Tailândia lamenta 36 mortos em ataque a creche


Famílias devastadas no nordeste da Tailândia estão de luto pelas crianças da creche e outras vítimas mortas por um policial demitido no tiroteio mais mortal do país.

Pelo menos 24 das 36 pessoas baleadas ou esfaqueadas até a morte na pequena cidade de Uthai Sawan eram crianças.

Na manhã de sexta-feira, representantes da realeza e do governo fizeram filas para colocar coroas de flores nas mesas cerimoniais em frente à porta principal do Centro de Desenvolvimento Infantil.

Eles foram seguidos por familiares chorando, que juntaram as mãos em oração antes de colocar flores brancas no chão de madeira.


Seksan Sriraj, 28, coloca flores durante uma cerimônia para os mortos (Sakchai Lalit/AP)

“Chorei até não ter mais lágrimas saindo dos meus olhos. Eles estão correndo pelo meu coração”, disse Seksan Sriraj, 28, cuja esposa grávida era professora no centro e deveria dar à luz este mês.

“Minha esposa e meu filho foram para um lugar tranquilo. Estou vivo e terei que viver. Se eu não puder continuar, minha esposa e meu filho ficarão preocupados comigo e não renascerão na próxima vida. É sobre isso.”

Muitos familiares se reuniram em frente à creche para iniciar o processo de pedido de indenização e psicólogos também foram encaminhados ao local para auxiliá-los.

Sete das 10 pessoas feridas estavam sendo tratadas no hospital na sexta-feira.

Espera-se que o rei da Tailândia Maha Vajiralongkorn e a rainha Suthida visitem dois hospitais que tratam os feridos, e o primeiro-ministro Prayuth Chan-ocha deve visitar o berçário e os hospitais. Uma vigília foi planejada em um parque central de Bangkok.


Um parente reza durante uma cerimônia pelos mortos a tiros (Sakchai Lalit/AP)

Quando perguntado se ele achava que a creche era segura o suficiente, Seksan observou que o agressor era um policial. “Ele veio para fazer o que tinha em mente e estava determinado a fazê-lo. Acho que todos fizeram o melhor que podiam”.

A polícia especulou que o atirador tinha como alvo o centro porque estava perto de sua casa.

Eles o identificaram como Panya Kamrap, 34, um ex-sargento de polícia demitido no início deste ano por causa de uma acusação de drogas envolvendo metanfetamina. Ele deveria comparecer ao tribunal na sexta-feira.

Testemunhas disseram que o agressor saiu de um carro e atirou em um homem e uma criança em frente ao prédio antes de caminhar em direção à sala de aula.

Os professores da creche trancaram a porta da frente de vidro, mas o atirador atirou e chutou para passar por ela.

As crianças, principalmente de dois e três anos, estavam tirando uma soneca à tarde.


Parentes e amigos limpam os olhos (Sakchai Lalit/AP)

Panya tirou a própria vida depois de matar sua esposa e filho em casa.

Nopparat Langkapin, uma autoridade local em Uthai Sawan, disse que as vítimas eram “todas crianças de nossa comunidade”.

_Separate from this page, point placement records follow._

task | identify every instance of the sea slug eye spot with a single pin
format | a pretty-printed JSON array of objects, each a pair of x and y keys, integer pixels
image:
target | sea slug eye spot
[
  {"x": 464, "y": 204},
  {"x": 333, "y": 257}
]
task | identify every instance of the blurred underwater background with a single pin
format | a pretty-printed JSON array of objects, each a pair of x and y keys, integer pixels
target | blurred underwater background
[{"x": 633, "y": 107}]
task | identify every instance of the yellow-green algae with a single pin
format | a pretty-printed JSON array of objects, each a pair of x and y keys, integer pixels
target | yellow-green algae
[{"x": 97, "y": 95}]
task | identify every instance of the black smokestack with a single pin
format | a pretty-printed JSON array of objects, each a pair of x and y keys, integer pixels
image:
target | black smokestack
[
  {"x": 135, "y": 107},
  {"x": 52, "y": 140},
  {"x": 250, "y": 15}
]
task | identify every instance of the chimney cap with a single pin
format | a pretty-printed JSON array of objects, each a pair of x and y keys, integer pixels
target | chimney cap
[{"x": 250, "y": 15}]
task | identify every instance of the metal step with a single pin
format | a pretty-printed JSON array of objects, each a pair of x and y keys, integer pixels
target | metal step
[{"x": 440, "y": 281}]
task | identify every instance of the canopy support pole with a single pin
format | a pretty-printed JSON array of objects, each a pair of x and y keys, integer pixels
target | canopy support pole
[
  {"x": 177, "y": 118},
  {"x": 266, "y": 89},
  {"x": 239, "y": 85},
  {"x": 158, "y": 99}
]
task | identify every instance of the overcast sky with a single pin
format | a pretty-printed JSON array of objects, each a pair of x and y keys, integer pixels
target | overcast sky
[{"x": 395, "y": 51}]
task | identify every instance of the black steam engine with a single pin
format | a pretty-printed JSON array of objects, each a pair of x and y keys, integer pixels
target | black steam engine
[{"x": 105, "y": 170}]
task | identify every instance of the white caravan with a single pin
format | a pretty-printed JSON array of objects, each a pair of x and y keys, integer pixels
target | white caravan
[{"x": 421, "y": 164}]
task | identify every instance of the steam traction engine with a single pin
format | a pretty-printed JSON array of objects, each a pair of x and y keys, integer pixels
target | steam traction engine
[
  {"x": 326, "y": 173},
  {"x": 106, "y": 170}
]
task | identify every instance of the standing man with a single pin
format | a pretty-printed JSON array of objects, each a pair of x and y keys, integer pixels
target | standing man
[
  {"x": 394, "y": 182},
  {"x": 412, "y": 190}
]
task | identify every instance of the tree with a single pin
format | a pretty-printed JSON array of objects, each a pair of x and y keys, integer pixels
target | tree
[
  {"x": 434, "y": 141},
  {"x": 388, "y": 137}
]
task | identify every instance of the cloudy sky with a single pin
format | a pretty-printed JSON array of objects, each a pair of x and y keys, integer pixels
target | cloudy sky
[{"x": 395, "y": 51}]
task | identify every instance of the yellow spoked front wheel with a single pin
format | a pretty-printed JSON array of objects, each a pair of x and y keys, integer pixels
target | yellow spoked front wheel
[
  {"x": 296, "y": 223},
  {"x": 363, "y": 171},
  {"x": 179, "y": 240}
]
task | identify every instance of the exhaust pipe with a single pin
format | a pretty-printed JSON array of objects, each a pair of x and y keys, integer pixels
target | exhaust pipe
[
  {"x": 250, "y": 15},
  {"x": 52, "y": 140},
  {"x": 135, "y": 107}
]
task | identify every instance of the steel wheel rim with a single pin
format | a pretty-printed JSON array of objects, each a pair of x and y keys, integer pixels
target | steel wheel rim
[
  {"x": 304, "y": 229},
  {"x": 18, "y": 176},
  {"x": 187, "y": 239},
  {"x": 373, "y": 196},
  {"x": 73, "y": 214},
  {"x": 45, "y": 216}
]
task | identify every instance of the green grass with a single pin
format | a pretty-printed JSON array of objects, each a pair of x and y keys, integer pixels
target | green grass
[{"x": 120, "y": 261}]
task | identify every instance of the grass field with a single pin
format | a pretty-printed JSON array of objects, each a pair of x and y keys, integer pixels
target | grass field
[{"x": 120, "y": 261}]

“Parentes, familiares e amigos próximos estão profundamente tristes com este incidente. E todos nós sentimos isso em toda a comunidade muito rapidamente. A maioria de nós está se sentindo deprimida e triste porque eles são nossos filhos”, disse ele.

O ataque ocorreu na província de Nongbua Lamphu, uma das regiões mais pobres do país.

Em entrevista à Amarin TV, Satita Boonsom, babá da creche, disse que o atirador ao chegar ao local atirou em uma criança e seu pai em frente ao prédio antes de caminhar em direção à sala de aula.

Ela disse que os professores trancaram a porta, mas ele forçou a entrada e atacou as crianças e os professores com uma faca e uma arma de fogo.

Ela disse que o centro geralmente tem cerca de 70 a 80 crianças, mas havia menos no momento do ataque porque o semestre estava fechado para crianças mais velhas.

“Eles não teriam sobrevivido”, disse ela.
Tiroteios em massa são raros, mas não inéditos na Tailândia, que tem uma das maiores taxas de posse de armas civis na Ásia, com 15,1 armas por 100 habitantes em comparação com apenas 0,3 em Cingapura e 0,25 no Japão.

Isso ainda é muito menor do que a taxa dos EUA de 120,5 por 100 pessoas, de acordo com uma pesquisa de 2017 da organização sem fins lucrativos GunPolicy.org da Austrália.

Os EUA e a Austrália expressaram simpatia e solidariedade.

“Todos os australianos enviam seu amor e condolências”, tuitou o primeiro-ministro australiano Anthony Albanese.

“Esta violência é sem sentido e de partir o coração”, disse o secretário de Estado dos EUA, Antony Blinken.